Wei Zhang has published over 13000 research articles, according to Clarivate Analytics’ Web of Science, making him one of the most prolific researchers in the world [1]. His papers from 2015 and 2016 have already been cited more than 9000 times. His impressive metrics are helped, of course, by his name being shared by about 300000 others in China. This is an extreme example, but it’s worth remembering that even if you’re one in a million, there are another 7000 like you.

Uniquely identifying researchers is part of the reason that the Journal of Materials Science has joined other leading journals in requiring authors to use the Open Researcher and Contributor iD (ORCID) system. Before submitting a manuscript to the Journal, corresponding authors must be registered with ORCID. The employment and publications (‘works’) sections must be publicly viewable. And before we can accept a manuscript, we require ORCID information for every author on the paper. Practicing what we preach, we Editors all have a valid ORCID (Table 1).

Table 1 The ORCID identifiers for the Journal’s editors

It’s straightforward to registering for an ORCID iD. (We are aware of the redundancy in the phrase; it’s like ‘PIN numbers’ and ‘ATM machines’.) Signing up at orcid.org takes less than a minute. It’s easy to then populate your list of publications by linking your profile to existing systems like the ResearcherID, Scopus Author ID and Google Scholar.

Since there are already several author identifier services available, why have we chosen to require ORCID iDs?
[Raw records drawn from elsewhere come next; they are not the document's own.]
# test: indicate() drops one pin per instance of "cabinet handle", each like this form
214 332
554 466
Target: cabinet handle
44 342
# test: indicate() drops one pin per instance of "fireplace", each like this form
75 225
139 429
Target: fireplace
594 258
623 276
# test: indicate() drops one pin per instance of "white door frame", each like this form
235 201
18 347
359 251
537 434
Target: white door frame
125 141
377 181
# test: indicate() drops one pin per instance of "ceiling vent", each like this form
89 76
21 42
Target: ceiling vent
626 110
Many of the benefits for authors are already well argued in a 2012 Nature news article [1], the opening of which we shamelessly aped in this editorial. First, ORCID is run by a not-for-profit company, in contrast to the existing systems we noted, with a rotating board and more than 600 member organisations, including our publisher. Second, it saves researchers time by getting rid of the need to re-enter the same data on many websites. The data in ORCID can be linked with other systems and workflows through their application programming interface (API). Third, linking together multiple systems creates a ‘researcher-centric view of science’ [1] and can be used to collate article-level and ‘alternative’ impact metrics like television appearances and tweets. (This is something we hinted at in a previous editorial on journal impact factors [2].)

Now to the main reason that we, the Editors of the Journal of Materials Science, are requiring an ORCID iD from every author: like our plagiarism checking [3], it’s part of our commitment to ethical scientific publishing.
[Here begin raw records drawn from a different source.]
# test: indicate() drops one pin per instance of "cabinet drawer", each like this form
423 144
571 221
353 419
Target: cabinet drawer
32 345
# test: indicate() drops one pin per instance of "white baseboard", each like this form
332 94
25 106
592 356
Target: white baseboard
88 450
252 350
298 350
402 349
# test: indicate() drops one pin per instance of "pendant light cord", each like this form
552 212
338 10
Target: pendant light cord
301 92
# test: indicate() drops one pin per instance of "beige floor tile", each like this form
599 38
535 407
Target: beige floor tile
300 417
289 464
We have known for many years now that fictitious authors are sometimes included in the list of authors. Our most notorious case came from a large well-known North American university. The author’s address was actually in the Athletics Department, rather than Materials Science and Engineering, and the current Dean can find no record of his ever attending the university, let alone that Department. We have a list of the papers that he published (fortunately journals other than the Journal of Materials Science). All the co-authors of those papers will know that he is a fiction, as do the authors who recommended him as a reviewer! And yes, ‘Mike’, those papers are all online and your co-authors should know that this blot on their reputations is known, and will one day bite them.

Would the ORCID system have caught such a fraud? Well, ‘Mike’ could have registered and obtained an ORCID iD and populated it in a believable way. The hope is that the ‘co-authors’ would be reluctant to go the extra step of registering such a fictitious ‘colleague’. ORCID do not curate or control the data, but they do have published transparent procedures to verify and correct their data, including suspending accounts [4].
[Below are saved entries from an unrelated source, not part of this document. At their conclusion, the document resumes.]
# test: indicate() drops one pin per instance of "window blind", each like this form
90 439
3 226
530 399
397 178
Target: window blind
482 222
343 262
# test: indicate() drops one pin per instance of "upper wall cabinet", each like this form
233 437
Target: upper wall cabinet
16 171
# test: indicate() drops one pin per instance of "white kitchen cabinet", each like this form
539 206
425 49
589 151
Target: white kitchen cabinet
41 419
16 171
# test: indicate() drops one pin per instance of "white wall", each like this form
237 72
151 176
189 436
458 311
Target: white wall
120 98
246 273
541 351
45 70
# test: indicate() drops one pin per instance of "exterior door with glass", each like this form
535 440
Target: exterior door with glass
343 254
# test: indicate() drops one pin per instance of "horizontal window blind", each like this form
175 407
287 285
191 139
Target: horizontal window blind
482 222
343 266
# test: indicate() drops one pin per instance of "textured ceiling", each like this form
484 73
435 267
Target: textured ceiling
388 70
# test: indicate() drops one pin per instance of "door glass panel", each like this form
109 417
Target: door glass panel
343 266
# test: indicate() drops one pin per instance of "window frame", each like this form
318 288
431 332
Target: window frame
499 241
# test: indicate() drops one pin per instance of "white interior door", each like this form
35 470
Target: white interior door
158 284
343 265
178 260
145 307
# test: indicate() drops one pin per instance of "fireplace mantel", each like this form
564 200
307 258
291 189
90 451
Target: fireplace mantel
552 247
We hope that widespread use of the ORCID system will further ethical publication in two more ways.

First, this journal and others are increasingly seeing suspicious changes in the list of authors between ‘revision’ and ‘acceptance’. These can be red flags for purchased authorship. A post on Retraction Watch last year listed seven indicators, such as ‘an absence of previous publications by one or more co-authors in the field of the manuscript’ [5]. Requiring ORCIDs will make this fraudulent behavior easier to police. Changes in authorship in at revision (and after acceptance) are scrutinized by the editorial office, may lead to ‘acceptance’ changing to ‘rejection’, and may be escalated to our publisher’s ethics team.

Second—and this will take more time to correct—our fictitious friend ‘Mike’ was also regularly suggested as a referee! Peer-review rings and cases of authors reviewing their own work under an alias are rife [6]. We won’t use alberteinstein1403@gmail.com as a referee but you can readily imagine variations on this theme. When reviewers are also required to have an ORCID iD there will be even more protection.

ORCID is the de facto standard unique researcher identifier. It clearly has reached ‘critical mass’ with over 3 million identifiers already registered, including over 300 Wei Zhangs. The Journal of Materials Science is proud to embrace this tool.